This would go in to Big data Analyzes.
I have a huge load of events coming from our network infrastructure.
When I look at one host and fan failure, I do see that it send syslog message every 10 minute.
Same for port-security message, every 5 minutes.
How to go trough the huge log, example last 4 hour and then see what message repeats all the time at equal time span the last 4 hour?

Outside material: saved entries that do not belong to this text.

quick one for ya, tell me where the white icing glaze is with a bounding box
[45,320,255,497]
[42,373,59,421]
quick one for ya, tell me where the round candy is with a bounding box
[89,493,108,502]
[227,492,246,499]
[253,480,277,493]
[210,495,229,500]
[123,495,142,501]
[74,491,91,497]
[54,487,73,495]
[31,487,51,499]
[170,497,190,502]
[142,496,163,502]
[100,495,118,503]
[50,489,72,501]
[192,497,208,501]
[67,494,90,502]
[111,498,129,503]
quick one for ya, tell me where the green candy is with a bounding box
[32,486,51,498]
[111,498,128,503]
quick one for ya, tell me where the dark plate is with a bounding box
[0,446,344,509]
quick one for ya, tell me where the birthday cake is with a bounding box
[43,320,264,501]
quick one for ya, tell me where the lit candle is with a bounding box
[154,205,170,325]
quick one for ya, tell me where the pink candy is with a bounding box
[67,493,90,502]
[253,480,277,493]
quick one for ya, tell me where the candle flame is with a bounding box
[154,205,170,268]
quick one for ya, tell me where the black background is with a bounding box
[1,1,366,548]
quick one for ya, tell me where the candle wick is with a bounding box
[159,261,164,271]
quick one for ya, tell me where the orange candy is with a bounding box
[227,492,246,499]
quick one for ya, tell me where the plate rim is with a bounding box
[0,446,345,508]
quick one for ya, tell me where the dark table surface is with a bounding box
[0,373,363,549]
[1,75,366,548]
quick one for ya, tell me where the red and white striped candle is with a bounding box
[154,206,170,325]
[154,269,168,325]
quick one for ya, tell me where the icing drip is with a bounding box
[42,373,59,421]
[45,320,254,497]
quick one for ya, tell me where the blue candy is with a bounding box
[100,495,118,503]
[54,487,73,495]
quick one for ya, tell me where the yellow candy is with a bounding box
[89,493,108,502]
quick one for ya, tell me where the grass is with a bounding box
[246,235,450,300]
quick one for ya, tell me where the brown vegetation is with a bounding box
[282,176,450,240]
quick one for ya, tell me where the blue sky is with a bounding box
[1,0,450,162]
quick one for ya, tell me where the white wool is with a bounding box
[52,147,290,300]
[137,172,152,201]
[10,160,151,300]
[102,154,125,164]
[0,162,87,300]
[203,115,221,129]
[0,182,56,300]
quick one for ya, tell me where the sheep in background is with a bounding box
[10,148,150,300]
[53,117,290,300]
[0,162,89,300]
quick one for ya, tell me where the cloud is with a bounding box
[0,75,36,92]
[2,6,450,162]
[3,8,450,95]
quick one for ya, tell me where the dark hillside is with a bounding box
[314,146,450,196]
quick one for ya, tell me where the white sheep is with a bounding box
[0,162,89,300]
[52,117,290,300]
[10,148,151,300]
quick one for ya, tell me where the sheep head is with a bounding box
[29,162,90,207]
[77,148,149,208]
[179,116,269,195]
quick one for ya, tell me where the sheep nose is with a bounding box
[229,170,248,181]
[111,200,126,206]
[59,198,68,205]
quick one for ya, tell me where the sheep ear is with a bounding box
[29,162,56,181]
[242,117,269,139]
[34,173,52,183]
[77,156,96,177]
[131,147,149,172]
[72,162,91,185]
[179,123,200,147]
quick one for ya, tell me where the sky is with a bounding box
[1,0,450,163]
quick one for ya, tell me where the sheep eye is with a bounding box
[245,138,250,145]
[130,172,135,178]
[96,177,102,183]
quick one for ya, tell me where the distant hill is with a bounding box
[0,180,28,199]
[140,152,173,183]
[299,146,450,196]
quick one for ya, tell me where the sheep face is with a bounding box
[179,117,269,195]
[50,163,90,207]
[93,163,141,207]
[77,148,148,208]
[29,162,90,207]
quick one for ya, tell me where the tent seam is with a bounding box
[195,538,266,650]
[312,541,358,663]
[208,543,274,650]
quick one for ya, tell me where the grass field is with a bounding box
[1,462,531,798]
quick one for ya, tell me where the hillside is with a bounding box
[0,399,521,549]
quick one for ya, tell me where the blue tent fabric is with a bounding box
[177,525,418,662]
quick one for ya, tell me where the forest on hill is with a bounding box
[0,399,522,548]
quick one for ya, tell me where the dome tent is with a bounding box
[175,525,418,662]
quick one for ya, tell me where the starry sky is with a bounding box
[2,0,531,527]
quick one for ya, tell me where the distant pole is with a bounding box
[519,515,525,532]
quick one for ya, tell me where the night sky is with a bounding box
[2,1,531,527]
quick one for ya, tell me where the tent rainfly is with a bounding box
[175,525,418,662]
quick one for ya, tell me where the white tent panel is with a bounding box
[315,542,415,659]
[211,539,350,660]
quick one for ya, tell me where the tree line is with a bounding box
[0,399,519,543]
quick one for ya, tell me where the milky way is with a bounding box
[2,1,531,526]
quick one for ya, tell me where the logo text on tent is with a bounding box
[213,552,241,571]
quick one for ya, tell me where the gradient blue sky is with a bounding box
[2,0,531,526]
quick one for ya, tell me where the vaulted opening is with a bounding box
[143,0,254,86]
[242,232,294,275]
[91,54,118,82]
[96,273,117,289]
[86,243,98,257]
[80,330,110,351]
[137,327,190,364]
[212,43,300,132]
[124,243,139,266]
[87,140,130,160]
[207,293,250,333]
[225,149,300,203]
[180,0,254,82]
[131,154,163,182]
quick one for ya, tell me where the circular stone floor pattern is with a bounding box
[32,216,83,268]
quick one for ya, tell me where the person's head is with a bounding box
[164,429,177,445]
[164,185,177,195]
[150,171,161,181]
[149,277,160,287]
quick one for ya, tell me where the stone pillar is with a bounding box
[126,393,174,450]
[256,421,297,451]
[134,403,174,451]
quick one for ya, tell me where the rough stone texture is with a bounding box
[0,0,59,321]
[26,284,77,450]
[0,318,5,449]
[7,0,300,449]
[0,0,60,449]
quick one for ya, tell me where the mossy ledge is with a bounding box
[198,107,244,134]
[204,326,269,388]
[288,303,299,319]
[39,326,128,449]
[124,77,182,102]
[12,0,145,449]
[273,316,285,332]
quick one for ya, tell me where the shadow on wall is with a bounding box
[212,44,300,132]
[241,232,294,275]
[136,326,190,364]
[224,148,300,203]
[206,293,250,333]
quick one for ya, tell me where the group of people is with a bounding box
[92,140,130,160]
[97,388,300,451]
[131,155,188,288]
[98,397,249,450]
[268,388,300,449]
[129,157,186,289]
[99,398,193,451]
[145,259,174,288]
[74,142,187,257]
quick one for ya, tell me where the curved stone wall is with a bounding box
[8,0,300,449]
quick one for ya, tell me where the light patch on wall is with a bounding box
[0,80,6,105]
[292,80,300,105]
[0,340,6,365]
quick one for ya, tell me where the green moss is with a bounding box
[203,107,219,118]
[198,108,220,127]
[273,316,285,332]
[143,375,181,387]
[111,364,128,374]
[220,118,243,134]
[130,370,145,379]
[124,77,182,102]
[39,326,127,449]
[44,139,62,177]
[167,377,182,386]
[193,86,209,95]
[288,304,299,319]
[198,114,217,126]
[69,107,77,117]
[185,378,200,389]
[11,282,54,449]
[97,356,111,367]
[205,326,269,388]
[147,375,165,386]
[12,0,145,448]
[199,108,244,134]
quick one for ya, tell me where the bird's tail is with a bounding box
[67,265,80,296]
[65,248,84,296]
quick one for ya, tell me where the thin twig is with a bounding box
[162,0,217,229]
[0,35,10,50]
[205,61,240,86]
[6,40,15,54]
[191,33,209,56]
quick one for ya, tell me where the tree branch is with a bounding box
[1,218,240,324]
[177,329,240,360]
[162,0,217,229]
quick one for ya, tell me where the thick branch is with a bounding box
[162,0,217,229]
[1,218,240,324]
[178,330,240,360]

Look at this example data:
Time Event
09:01
09:02 Event_A
09:03 Event_B
09:04 Event_C
09:05 Event_D
09:06
09:07 Event_A
09:08
09:09 Event_B
09:10 Event_F
09:11
09:12 Event_A
09:13 Event_B
09:14 Event_C
09:15 Event_D
09:16
09:17 Event_A
09:18 Event_D
09:19
09:20 Event_F
09:21 Event_B
09:22 Event_A
09:23
09:24 Event_C
09:25
09:26 Event_D
09:27 Event_A
09:28
09:29
09:30 Event_B
09:31
09:32 Event_A
09:33
09:34 Event_C
09:35 Event_F
From these data you can see the following time span between each equal event type:
Event Type Diff in min
Event_A
Event_A 5
Event_A 5
Event_A 5
Event_A 5
Event_A 5
Event_A 5
Event_B
Event_B 6
Event_B 4
Event_B 8
Event_B 9
Event_C
Event_C 10
Event_C 10
Event_C 10
Event_D
Event_D 10
Event_D 3
Event_D 8
Event_F
Event_F 10
Event_F 15
From this I can see that my interesting data is Event_A
and Event_C
, since the occurs trough the whole time span at fixed time.
I have looked at cluster
, transaction
and more, but do not see how to get the time stored and calculated.
Time may not be exactly repeated on the same micro seconds, but I guess it can be rounded down to nearest second.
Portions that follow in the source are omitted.